At least 70,000 residents of Nakuru County are in need of relief food due to effects of drought with the government assuring that no one will die of hunger.
County Commissioner Gilbert Kitiyo further expressed the government’s commitment to find solutions to drought through investments in drought preparedness and early warning programmes and that the State was undertaking humanitarian interventions to avert calamities as witnessed in previous droughts.
Kitiyo stated that he had already convened the County Steering Committee meeting jointly with Governor Susan Kihika that came up with an action plan aimed at ensuring that only deserving cases across the 11 Sub-Counties would benefit from relief food that was flagged off at State House, Nairobi by President William Ruto to famine-stricken families and livestock in various parts of the country.
President Ruto has said 3.5 million people in 23 counties were severely affected by food shortage, lack of water and animal feeds.
Kitiyo indicated that several wards in all the Sub-Counties experiencing severe drought had been mapped out and the findings forwarded to relevant authorities.
While directing chiefs to activate food donation committees, the County Commissioner said new guidelines and formulas would be used in identifying deserving cases and working out a distinct relief food donation package for every individual family so that the beneficiaries get what they only need.
“As the President directed, the relief food from both the national government and development partners will not be distributed by the County commissioners only as has been the case before. It will be a joint effort that will involve various stakeholders including the donors to ensure transparency,” he added.
Kitiyo who made the remarks during a tour of Naivasha and Gilgil Sub-Counties indicated that the Kenya Meat Commission has been given the necessary resources to undertake livestock offtake to reduce risks of livestock deaths due to drought.
While urging residents to sell their livestock to reduce more deaths, the County Commissioner said animal feeds would also be distributed to farmers in affected parts of the devolved unit to mitigate the effects of the prevailing drought.
The administrator underscored the need to reduce high reliance on rain-fed agriculture. He said the government is keen on expanding irrigation schemes and reviving stalled ones towards scaling up food security and enhancing value addition.
During the tour, Kitiyo held a series of meetings with Deputy County Commissioners, Assistant County Commissioners, Departmental heads, Chiefs and Assistant Chiefs.
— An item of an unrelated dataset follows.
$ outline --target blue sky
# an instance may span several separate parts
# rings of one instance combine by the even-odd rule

Kitiyo noted that due to effects of climate change, most parts of the country were experiencing unreliable rainfall and erratic weather patterns with farmers often running into huge losses when their crops failed.
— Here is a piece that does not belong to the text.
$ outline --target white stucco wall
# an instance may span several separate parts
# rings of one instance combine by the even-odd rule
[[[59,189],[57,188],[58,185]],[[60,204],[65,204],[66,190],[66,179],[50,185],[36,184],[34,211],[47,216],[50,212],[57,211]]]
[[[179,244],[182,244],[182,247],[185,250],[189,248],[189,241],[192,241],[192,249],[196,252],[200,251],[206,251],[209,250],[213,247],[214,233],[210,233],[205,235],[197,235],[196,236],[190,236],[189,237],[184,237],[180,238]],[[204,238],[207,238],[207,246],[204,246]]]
The administrator added that although the soil in most parts of the county is fertile, dependence on the rain-fed farming system has precluded agriculture as an alternative food source.
“The State is emphasizing on expansion and intensification of agriculture through irrigation, with a focus on crop diversification, poverty alleviation, food security and improved quality of life for the rural population. This is an initiative that will impact positively on farmers who will now have sufficient water to irrigate their crops and make the most out of it in revenues,” he observed.
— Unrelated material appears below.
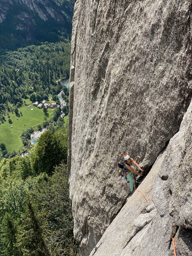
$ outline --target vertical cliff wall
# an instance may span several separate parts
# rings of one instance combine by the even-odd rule
[[[69,124],[75,238],[90,254],[128,188],[115,163],[151,166],[191,99],[189,0],[76,0]]]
Kitiyo stated that there was need to invest in community-based resilience and drought preparedness programmes to avert situations where Kenyans in some parts of the country experience acute food shortages.
Farmers are contending with poor rainfall patterns that affected last year’s agricultural production, seeing the sector that supports about a third of Kenya’s GDP contract by 0.1 per cent, its lowest performance since 2017, the Kenya National Bureau of Statistics (KNBS) stated in the 2022 Economic Survey.
KNBS reported that last year, maize production dropped by 12.8 per cent to 36.7 million bags, recording the crop’s lowest performance since 2017. As a result, this year, the cost of Kenya’s staple, ugali, has jumped by 100 per cent, with maize flour price hitting highs of Sh240 last month.
The administrator asked the county government to make provision in its budgets so as to complement the national governments in provision of relief food, water trucking and a livestock offtake programme.
The World Food Programme projected that counties including Lamu, Kilifi, Taita Taveta, Tana River, Turkana, Samburu, West Pokot, Baringo, Kajiado, Narok, Laikipia, Nyeri, Embu, Meru, Isiolo, Wajir, Garissa and Mandera could slide into catastrophic food insecurity due to failed rains.